From 2005-06 to 2018-19, Cal appeared in the NCAA Tournament in 11 of 14 seasons, advancing to the Final Four in 2013 in the best season in program history. It’s been six years since they’ve been back, and never under Smith, who isn’t letting herself get too far ahead.

There has never been an NCAA Tournament that featured Cal but not Stanford.

“I’m not letting myself go there yet,” she said, before allowing that “we’ve talked about the selection show and what we want it to look like.

“Everyone is like, ‘Well, the last time we did this.’ And I’m like, ‘I do not care about the last time. This is our time.’ I want it to be different and special because this is this team’s first time and we don’t know when this will happen again. So don’t tell me about the last time in 2019. Let’s make this special. That’s my mindset and that’s been my mindset with this team.”
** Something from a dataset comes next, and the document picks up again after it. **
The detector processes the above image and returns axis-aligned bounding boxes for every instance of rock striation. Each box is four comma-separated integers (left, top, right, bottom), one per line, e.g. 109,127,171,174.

While Williams, averaging 11.4 points and 4.3 assists, has acted as the missing piece, it was the existing group of starters — seniors Ionna Krimili, Marta Suarez, Michelle Onyiah and sophomore Lulu Twidale — that Smith said spearheaded a culture change within the program.

“It’s been the best leadership group that I’ve had since I’ve been head coach,” Smith said. “I give a lot of credit to the players who decided that they wanted things to be different this year. They wanted things to be better. They wanted to hold each other accountable and have a certain standard for what Cal basketball should look like.”

The challenge will be maintaining the standard next season, when Twidale (13.1 ppg) will be their only returning starter. The Bears brought in Williams and two other role players in the transfer portal last spring and plan to be active again because, Smith said, “if you’re not using the portal, you’re really behind.”

It’s a different philosophy than at Stanford, where Paye said, “We’re not able to do it that way.” The Cardinal closed their overtime win at Virginia Tech last weekend with a group that featured two freshmen and three sophomores, whom Paye believes will be the foundation of Stanford’s next tournament team.

This year, though, belongs to the Bears.

“I personally think Cal basketball is on the rise,” Williams said. “I think this season was the start of that. I think next season they’ll continue to do great things. I think they will continue to strive to be the best team in the Bay. The rivalry with Stanford will always be there, but now that we’ve got that sweep under our belt it gives us the utmost confidence going into next season with the belief that we can do it again.”